The procedure, which could be offered to patients in five years, would allow women to delay motherhood by "banking" a piece of ovary tissue in a laboratory until they are ready to start a family, according to The Daily Telegraph.
It could also remove many of the risks associated with IVF treatment such as hyper-stimulation of the ovaries which can prove fatal, it said.
The Daily Telegraph said tiny slivers of ovarian tissue containing thousands of immature eggs would be removed through keyhole surgery and then frozen until the women think the time is right to bear children.
Hormone chemicals would be used to grow the immature eggs to mature ones ready for IVF treatment, according to the newspaper.
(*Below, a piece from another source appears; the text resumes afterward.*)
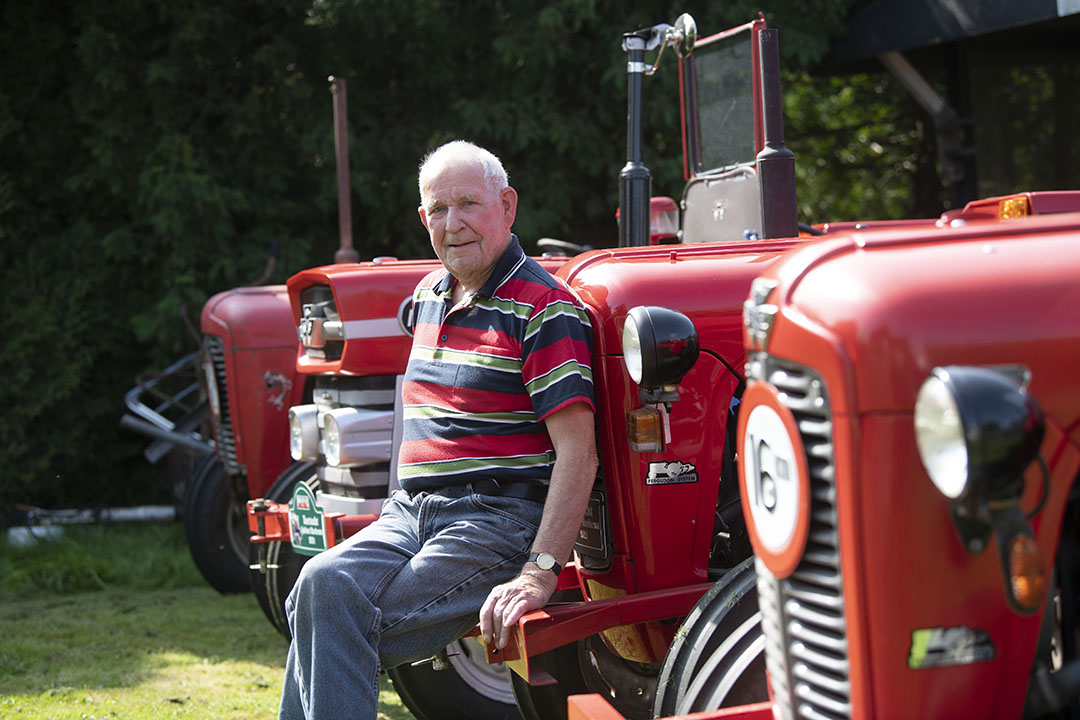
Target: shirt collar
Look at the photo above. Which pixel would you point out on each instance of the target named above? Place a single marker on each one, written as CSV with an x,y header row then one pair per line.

"It would mean we have got a pool of thousands of eggs at very little risk to the woman and relatively low cost because you avoid the huge drug costs," said Alan Thornhill, scientific director of the Bridge Fertility Clinic where the method is being developed.
"Instead of having up to 10 eggs to work with, with this you can have lots of eggs without the risk of over-stimulation," he was quoted as saying. "The part of the process we are removing is of huge benefit to the woman."
Simon Fishel, the managing director of the Care Fertility Clinic, who is also working to perfect the technique, said: "The way we do it now is the only way we know how. If we can improve on that we ought to improve it.
"This approach would only be an advantage to the woman because it avoids most of the risks. It would be better and healthier for the patient," he told The Daily Telegraph.